Expect to Supply More Documentation
The current environment in Canada does mean you can expect to provide more documentation if you’re self-employed and seeking a mortgage. Along with data that lenders would expect from an applicant, you’ll need to supply at least two and possibly three years of income tax returns. Don’t be surprised if you need to provide some notice of assessment.
Data about your HST and GST may be required. The documentation must confirm that both are paid and up to date. Being in arrears will do nothing to inspire confidence in any lender.
Your accounting software will come in handy in terms of generating a number of reports and statements related to your revenue stream. Income and expense reports, records of outstanding debt, the aging of your Accounts Receivable, and your current balance sheet are all examples.
Don’t forget documents that establish the existence of the business. That includes Articles of Incorporation, documents that identify if you are a sole proprietorship or corporation, and even your business license may be required.
Do you have contracts in place with some clients? If so, do they provide any basis for projecting future income? For example, you may have contracts that lock in a discounted rate for services rendered if the client does so much business volume with you per year. If the volume falls short, the contract terms ensure you receive at least a certain amount of revenue. The amount of projected income could be of interest to a prospective lender.

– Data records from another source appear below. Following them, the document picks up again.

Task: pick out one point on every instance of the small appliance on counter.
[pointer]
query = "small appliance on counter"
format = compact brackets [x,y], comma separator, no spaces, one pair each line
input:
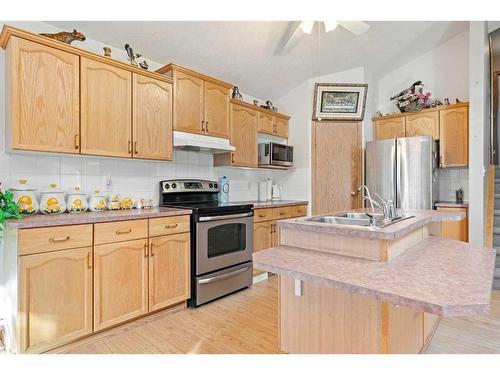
[277,192]
[221,238]
[271,153]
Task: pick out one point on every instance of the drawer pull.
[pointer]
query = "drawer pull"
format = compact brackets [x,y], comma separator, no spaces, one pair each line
[59,239]
[124,231]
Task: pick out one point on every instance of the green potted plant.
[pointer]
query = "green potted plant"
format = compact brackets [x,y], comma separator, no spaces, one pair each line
[8,208]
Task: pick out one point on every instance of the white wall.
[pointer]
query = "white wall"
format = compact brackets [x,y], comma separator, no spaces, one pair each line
[444,71]
[299,103]
[479,124]
[128,177]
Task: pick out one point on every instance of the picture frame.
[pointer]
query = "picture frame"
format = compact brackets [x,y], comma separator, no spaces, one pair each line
[339,101]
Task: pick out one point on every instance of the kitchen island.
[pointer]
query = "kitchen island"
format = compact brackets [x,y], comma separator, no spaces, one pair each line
[350,289]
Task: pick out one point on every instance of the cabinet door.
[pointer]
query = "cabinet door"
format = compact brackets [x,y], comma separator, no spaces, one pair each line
[266,123]
[106,103]
[244,136]
[455,230]
[188,103]
[169,270]
[390,128]
[152,123]
[120,282]
[454,137]
[216,110]
[426,123]
[281,127]
[55,298]
[42,98]
[262,238]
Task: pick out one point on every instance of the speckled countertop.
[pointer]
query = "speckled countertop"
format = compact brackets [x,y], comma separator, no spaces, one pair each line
[440,276]
[452,204]
[88,217]
[271,204]
[391,232]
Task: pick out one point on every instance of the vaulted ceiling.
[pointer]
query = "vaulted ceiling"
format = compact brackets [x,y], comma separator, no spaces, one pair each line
[250,54]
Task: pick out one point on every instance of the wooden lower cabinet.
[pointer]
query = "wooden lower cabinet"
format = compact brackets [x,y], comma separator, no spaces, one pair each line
[120,282]
[169,270]
[455,230]
[55,298]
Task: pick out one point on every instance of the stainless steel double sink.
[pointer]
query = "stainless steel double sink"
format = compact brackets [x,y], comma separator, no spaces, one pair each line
[357,219]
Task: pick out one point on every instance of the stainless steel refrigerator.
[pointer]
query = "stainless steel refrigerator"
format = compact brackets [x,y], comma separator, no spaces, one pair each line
[404,170]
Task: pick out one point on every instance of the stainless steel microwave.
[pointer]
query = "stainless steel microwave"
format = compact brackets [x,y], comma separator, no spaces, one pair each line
[271,153]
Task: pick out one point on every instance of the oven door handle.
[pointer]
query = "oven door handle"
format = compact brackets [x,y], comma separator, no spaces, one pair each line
[224,217]
[222,277]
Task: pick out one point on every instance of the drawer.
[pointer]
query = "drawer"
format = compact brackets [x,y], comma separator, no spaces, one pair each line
[42,240]
[168,225]
[262,214]
[117,231]
[282,213]
[298,211]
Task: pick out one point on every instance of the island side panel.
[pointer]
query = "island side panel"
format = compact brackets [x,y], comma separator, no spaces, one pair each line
[327,320]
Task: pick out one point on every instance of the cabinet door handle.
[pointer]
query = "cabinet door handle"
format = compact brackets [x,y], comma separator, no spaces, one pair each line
[124,231]
[59,239]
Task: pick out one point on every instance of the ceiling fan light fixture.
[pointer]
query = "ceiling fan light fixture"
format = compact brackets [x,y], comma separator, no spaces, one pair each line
[330,25]
[306,26]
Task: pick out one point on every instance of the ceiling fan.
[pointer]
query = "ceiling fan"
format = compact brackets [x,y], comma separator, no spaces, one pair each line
[306,27]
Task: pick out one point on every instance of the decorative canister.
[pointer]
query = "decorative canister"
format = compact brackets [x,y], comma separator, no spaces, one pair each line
[97,201]
[224,190]
[77,201]
[25,196]
[52,201]
[114,202]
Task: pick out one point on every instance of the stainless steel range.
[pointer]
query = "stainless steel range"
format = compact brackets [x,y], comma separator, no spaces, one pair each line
[221,238]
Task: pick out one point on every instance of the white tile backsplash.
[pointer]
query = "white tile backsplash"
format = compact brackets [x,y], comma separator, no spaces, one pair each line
[450,180]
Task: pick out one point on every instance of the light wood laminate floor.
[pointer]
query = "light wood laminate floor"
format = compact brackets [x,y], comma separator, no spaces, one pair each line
[247,322]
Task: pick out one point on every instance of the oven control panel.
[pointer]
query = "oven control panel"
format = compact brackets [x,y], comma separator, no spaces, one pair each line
[186,185]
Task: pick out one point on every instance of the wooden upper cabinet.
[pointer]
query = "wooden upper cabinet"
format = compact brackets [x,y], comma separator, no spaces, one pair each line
[152,118]
[390,128]
[425,123]
[106,109]
[169,270]
[454,137]
[280,127]
[266,123]
[244,136]
[43,97]
[188,103]
[55,298]
[120,282]
[216,110]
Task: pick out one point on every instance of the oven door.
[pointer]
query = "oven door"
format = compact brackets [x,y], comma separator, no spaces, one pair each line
[223,241]
[281,155]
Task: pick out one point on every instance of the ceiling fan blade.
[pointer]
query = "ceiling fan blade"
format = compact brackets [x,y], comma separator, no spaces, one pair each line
[355,27]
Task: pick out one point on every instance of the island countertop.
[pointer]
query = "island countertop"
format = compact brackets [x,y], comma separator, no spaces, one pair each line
[439,276]
[420,218]
[41,220]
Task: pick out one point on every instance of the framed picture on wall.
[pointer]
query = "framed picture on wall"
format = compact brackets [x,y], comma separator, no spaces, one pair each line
[339,101]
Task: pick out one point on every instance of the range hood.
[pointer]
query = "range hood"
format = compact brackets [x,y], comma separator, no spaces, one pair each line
[201,143]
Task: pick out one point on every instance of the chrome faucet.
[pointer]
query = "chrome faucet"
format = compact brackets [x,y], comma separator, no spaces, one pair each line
[387,206]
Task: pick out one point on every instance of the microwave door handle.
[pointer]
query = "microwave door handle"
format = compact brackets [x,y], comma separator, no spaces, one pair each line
[222,277]
[224,217]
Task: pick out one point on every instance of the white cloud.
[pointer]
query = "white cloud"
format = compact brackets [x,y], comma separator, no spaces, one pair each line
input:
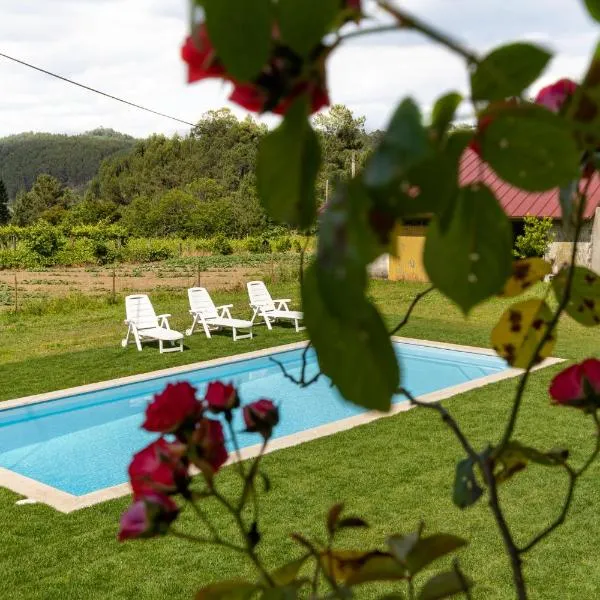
[130,48]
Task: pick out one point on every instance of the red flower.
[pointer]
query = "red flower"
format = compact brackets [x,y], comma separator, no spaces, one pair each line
[171,408]
[221,397]
[159,467]
[208,446]
[578,385]
[147,517]
[554,96]
[200,56]
[261,416]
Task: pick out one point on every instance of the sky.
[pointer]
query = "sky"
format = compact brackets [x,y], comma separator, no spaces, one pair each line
[130,48]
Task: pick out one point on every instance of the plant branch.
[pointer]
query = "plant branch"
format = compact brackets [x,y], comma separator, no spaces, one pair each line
[409,21]
[301,381]
[574,475]
[412,306]
[552,325]
[448,419]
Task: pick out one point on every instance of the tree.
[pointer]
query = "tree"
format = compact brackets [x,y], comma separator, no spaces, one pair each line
[4,212]
[415,168]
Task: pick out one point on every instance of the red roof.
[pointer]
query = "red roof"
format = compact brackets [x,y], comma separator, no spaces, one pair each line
[518,203]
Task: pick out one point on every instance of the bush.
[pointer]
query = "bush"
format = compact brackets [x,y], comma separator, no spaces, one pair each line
[221,245]
[283,244]
[141,250]
[535,239]
[258,245]
[43,240]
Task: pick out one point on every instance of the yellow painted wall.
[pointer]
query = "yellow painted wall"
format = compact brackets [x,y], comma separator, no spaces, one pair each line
[406,262]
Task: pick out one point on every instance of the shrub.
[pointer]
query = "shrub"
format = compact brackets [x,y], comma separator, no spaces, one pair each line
[258,245]
[535,239]
[221,245]
[43,240]
[283,244]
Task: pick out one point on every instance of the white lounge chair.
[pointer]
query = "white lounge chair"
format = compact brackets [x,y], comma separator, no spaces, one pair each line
[271,310]
[212,317]
[144,325]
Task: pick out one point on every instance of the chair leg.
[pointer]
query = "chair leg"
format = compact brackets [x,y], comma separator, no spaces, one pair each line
[138,341]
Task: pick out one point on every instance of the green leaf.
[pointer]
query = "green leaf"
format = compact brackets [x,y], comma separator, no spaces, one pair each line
[584,303]
[519,331]
[444,585]
[593,7]
[404,144]
[466,488]
[358,355]
[443,114]
[470,261]
[303,23]
[507,71]
[235,589]
[241,33]
[352,522]
[333,516]
[430,548]
[287,164]
[531,148]
[401,545]
[287,573]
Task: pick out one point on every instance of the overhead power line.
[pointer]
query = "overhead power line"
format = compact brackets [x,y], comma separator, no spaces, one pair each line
[90,89]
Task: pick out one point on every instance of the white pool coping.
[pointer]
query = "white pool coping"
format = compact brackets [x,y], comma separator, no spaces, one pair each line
[66,503]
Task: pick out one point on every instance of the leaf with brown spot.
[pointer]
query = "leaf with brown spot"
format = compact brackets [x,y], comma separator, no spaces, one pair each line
[584,303]
[525,273]
[517,346]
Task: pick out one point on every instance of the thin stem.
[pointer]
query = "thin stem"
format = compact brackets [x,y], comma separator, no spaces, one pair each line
[574,475]
[551,327]
[507,538]
[204,518]
[200,540]
[236,447]
[409,21]
[369,31]
[412,306]
[448,419]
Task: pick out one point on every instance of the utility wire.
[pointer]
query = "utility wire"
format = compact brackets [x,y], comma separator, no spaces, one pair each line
[90,89]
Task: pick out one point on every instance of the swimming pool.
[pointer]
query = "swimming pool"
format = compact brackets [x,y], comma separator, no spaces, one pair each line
[83,442]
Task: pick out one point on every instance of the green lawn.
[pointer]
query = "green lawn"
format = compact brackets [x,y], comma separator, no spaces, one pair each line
[394,472]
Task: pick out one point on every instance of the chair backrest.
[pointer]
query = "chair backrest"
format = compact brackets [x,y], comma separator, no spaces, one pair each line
[201,302]
[259,295]
[139,310]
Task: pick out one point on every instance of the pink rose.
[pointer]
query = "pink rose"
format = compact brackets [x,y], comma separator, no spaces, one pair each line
[221,397]
[554,96]
[147,517]
[578,385]
[160,467]
[171,408]
[261,416]
[207,445]
[201,57]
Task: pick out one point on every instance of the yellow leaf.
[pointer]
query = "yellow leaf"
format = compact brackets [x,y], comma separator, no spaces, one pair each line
[524,274]
[520,330]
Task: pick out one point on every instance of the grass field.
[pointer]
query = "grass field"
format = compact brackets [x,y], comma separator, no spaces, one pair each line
[394,472]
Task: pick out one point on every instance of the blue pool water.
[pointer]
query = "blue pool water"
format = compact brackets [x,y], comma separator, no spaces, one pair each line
[84,442]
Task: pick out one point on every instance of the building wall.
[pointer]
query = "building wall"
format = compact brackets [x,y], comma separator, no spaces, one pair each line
[561,247]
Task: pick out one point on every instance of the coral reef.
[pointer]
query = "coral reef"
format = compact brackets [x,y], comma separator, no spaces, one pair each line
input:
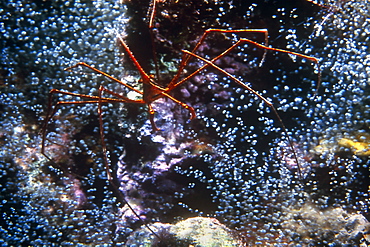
[231,163]
[197,231]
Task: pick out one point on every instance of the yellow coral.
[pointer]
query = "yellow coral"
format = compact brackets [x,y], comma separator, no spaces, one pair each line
[360,148]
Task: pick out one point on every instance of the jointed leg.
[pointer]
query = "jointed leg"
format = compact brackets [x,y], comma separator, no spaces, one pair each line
[104,74]
[269,104]
[91,100]
[238,43]
[185,59]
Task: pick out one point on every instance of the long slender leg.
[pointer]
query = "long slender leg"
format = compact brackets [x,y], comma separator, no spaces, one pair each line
[106,162]
[238,43]
[105,74]
[269,104]
[93,100]
[185,59]
[151,27]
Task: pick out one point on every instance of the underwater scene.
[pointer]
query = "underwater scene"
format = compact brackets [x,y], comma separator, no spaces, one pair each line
[185,123]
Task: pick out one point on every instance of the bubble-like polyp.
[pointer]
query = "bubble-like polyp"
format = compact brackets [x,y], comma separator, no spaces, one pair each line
[233,162]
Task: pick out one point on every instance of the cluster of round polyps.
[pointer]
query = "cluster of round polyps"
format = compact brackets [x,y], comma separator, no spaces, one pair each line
[227,154]
[42,206]
[336,126]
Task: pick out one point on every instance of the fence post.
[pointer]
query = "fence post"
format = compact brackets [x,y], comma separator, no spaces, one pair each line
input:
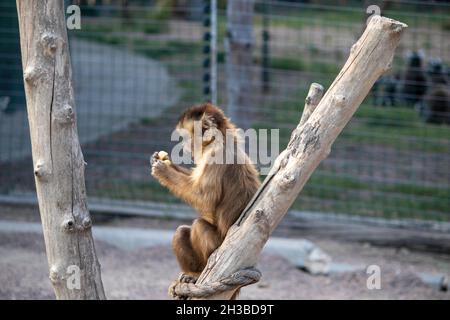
[238,46]
[57,158]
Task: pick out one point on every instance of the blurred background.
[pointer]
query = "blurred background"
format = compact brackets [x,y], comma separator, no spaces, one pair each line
[138,64]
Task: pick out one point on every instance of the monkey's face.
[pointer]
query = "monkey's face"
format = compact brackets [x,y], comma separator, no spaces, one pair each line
[199,126]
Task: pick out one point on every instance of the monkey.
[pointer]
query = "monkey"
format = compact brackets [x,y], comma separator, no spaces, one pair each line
[219,192]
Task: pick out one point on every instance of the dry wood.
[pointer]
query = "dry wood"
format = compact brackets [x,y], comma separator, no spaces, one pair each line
[310,143]
[57,158]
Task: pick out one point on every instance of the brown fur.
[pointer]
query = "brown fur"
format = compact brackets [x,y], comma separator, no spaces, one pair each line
[219,192]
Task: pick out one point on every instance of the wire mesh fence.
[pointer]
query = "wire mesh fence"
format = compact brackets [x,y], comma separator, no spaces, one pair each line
[138,64]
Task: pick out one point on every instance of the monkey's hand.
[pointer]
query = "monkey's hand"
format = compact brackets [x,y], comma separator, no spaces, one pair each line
[159,162]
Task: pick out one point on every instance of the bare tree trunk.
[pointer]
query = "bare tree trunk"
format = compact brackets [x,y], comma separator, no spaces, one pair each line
[239,48]
[57,158]
[310,143]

Some Traditional Lenders Won’t Work With You
Even with all this information available, banks and other traditional lenders may or may not be willing to extend a mortgage to a person who’s self-employed. Know that the odds aren’t great, but do feel free to try one or two. That may be enough to convince you that seeking a mortgage loan from a different source, like a private lender, is a better use of your time and effort.
Your Interest Rates May Be Higher Than Average
Do be prepared for the interest rate to be a little higher for you. Keep in mind that it may not be as high as you expect.
According to Steven Tulman, president of Clover Mortgage Inc., today’s mortgage rates are still quite low compared to historical mortgage rates in Canada and are likely to increase over the next few years, which will make it even more difficult for the average Canadian to get approved for a traditional mortgage at a bank. The same may hold true for non-traditional mortgage loans as well. By acting now, you may have a slightly higher rate, but it will be better than what you would pay in five to ten years.
Do you have a reasonable amount of funds for a down payment? Can you supply documentation that confirms you have the ability to make mortgage payments on time? Do you have a decent credit score and relatively little debt? Find lenders who are willing to do business with a self-employed applicant. You may end up with an approval sooner than you thought possible.